Meydanlarda Hayat Var
Meydanda sadece heykel değil insan hareketliliği de çarpacak gözünüze. Şehir yaşamının parçası olmak ve yerli halk arasına karışmak için ideal nokta meydan. İtalyanca “piazza” diyorlar; bizdeki “piyasa yapmak” tanımı da melez bir tabir ve buradan geliyor.

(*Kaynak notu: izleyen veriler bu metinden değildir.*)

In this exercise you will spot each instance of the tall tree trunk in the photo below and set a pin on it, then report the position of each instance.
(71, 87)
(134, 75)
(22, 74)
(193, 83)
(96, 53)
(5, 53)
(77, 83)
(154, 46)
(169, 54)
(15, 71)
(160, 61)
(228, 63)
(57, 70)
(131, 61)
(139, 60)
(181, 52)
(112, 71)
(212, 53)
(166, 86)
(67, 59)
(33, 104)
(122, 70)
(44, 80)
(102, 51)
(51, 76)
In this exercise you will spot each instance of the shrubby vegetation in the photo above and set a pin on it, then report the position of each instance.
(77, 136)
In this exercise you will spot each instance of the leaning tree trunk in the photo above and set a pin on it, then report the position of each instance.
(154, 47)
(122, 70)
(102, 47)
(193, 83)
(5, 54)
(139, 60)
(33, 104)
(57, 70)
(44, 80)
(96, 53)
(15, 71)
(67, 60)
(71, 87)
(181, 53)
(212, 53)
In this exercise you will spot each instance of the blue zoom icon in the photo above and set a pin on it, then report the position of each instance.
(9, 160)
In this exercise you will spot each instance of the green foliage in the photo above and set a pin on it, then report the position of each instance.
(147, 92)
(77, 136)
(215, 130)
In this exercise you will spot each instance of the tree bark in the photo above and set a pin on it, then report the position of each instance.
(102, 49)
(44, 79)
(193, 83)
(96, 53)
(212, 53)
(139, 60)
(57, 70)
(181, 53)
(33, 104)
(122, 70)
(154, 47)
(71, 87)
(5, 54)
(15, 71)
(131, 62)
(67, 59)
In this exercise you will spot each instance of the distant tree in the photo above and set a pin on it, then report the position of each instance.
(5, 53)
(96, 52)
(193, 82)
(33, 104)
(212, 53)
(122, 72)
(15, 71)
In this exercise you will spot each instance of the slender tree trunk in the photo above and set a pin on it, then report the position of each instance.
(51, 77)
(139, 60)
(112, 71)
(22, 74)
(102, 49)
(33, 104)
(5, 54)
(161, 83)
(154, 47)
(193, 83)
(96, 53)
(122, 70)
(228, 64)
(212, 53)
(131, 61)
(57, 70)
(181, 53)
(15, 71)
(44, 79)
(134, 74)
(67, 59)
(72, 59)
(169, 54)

Bologna’ya “kızıl şehir” diyorlar. Şehrin mimarisinde ateş rengi tuğlalarla yapılan binaların fazlaca oluşu bu ismin verilmesinin nedeniymiş. Meydandaki devasa Assinelli Kuleleri ise görkemiyle hayran bırakıyor. 12. yüzyıldan yadigar kuleleri, dönemin zengin aileleri güç gösterisi olarak yaptırmış.
BİTEMEYEN BAZİLİKA
San Petronio Bazilikası şehrin en görkemli yapısı. 14. yüzyıl sonunda inşasına başlanan gotik yapı, hala tam olarak bitirilmemiş. Tıpkı İspanya’daki Sagra da Familia gibi kaderi. “Dünyanın en büyüğü olsun” diye iddialı başlanınca, bir türlü bitirilemiyor demek ki! Bu kilisenin yapımına başlandığında da yeteri kadar görkemli olmadığı için projelerden birçoğu iptal edilmiş, yenileri çizilmiş.
ÜNİVERSİTELERİN ATASI
Bologna akademik dünya için önemli bir adres ve kimliğini belirleyen önemli unsurlardan birinin eğitim olduğunu hissettiriyor. Dünyanın en eski akademik kurumlarından olan Bologna Üniversitesi’nin burada olmasının etkisi… Mezunları arasında Dante’den, Kopernik’e, Erasmus’a kadar dünya tarihinde iz bırakan birçok isim var. Bir de şehirdeki kitapçılar çok güzel. Mutlaka içlerine girin, rafların arasında biraz vakit geçirin.